Expecations have largely remained stable over recent months.
Total Payment Volume (TPV) will be a key metric in both reports.
Earnings season continues to roll along, with results so far being positive. Like recent periods, the big banks helped kick off the period on a strong enough note, with many other companies following suit over the past week.
And concerning next week’s docket, a few big-time financial players – Visa (V - Free Report) and PayPal (PYPL - Free Report) – are on the schedule.
Let’s take a closer look at expectations.
Visa Expected to See Big Growth
EPS and revenue expectations for Visa have been taken marginally higher over recent months, with the financial titan expected to see a nice 18% move higher in earnings alongside an 11% sales increase.

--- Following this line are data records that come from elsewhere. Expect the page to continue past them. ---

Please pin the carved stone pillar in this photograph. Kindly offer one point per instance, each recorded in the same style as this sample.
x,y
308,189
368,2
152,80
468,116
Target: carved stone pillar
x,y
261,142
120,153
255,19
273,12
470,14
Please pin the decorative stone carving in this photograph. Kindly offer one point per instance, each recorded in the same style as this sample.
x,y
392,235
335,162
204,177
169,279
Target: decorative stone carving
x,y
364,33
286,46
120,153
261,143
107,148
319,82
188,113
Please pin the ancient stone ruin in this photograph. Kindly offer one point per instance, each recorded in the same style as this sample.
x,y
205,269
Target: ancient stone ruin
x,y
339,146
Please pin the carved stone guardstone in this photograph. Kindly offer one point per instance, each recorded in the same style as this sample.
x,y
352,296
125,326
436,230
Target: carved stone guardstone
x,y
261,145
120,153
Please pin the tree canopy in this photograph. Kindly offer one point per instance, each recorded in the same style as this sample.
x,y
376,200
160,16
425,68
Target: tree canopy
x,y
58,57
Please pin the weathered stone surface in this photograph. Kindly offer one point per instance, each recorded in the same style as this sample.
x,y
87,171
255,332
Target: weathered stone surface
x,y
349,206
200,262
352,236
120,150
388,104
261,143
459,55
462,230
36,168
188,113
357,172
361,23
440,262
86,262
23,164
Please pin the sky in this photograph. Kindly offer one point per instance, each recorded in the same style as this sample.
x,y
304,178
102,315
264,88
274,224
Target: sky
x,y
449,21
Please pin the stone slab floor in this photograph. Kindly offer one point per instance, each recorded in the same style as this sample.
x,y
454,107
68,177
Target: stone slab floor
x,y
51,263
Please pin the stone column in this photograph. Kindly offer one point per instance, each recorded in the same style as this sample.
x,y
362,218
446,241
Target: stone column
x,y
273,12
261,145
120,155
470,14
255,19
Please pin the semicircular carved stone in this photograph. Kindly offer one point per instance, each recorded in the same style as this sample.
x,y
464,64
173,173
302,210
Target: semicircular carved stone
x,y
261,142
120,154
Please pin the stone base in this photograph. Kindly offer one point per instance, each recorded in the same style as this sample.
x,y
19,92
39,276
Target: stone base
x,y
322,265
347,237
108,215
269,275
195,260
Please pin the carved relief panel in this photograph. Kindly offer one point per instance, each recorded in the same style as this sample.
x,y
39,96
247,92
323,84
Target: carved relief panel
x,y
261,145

The company’s consistent top-line growth has positioned it nicely in the minds of investors over its long history, reflecting a ‘dependable’ stock overall. Below is a chart illustrating the company’s sales on a quarterly basis.
Image Source: Zacks Investment Research
Visa’s total payments volume (TPV) is a key metric that investors closely monitor. However, the metric isn’t just watched in relation to Visa’s specific results, as it also reflects the state of the broader consumer base overall.

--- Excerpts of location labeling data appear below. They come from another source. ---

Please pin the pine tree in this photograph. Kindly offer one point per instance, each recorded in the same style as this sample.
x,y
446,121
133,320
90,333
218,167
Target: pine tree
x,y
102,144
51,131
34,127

TPV grew 8% year-over-year throughout its latest period, undoubtedly a healthy growth rate. It’s reasonable to expect another healthy print concerning TPV, especially following the CEO’s statement following its latest release –
‘Visa’s strong 9% fiscal second quarter net revenue growth was driven by healthy trends in payments volume, cross-border volume and processed transactions. Consumer spending remained resilient, even with macroeconomic uncertainty.
He continued –
Our strategy across consumer payments, commercial and money movement solutions and value-added services, our diversified business model, and our focus on innovation position us well for the rest of the fiscal year and beyond."
Shares are heading into the release a bit expensive, with the current 28.2X forward 12-month earnings multiple above the 26.9X five-year median and reflecting a 23% premium relative to the S&P 500.
Can PayPal Shares Finally Sustain Momentum?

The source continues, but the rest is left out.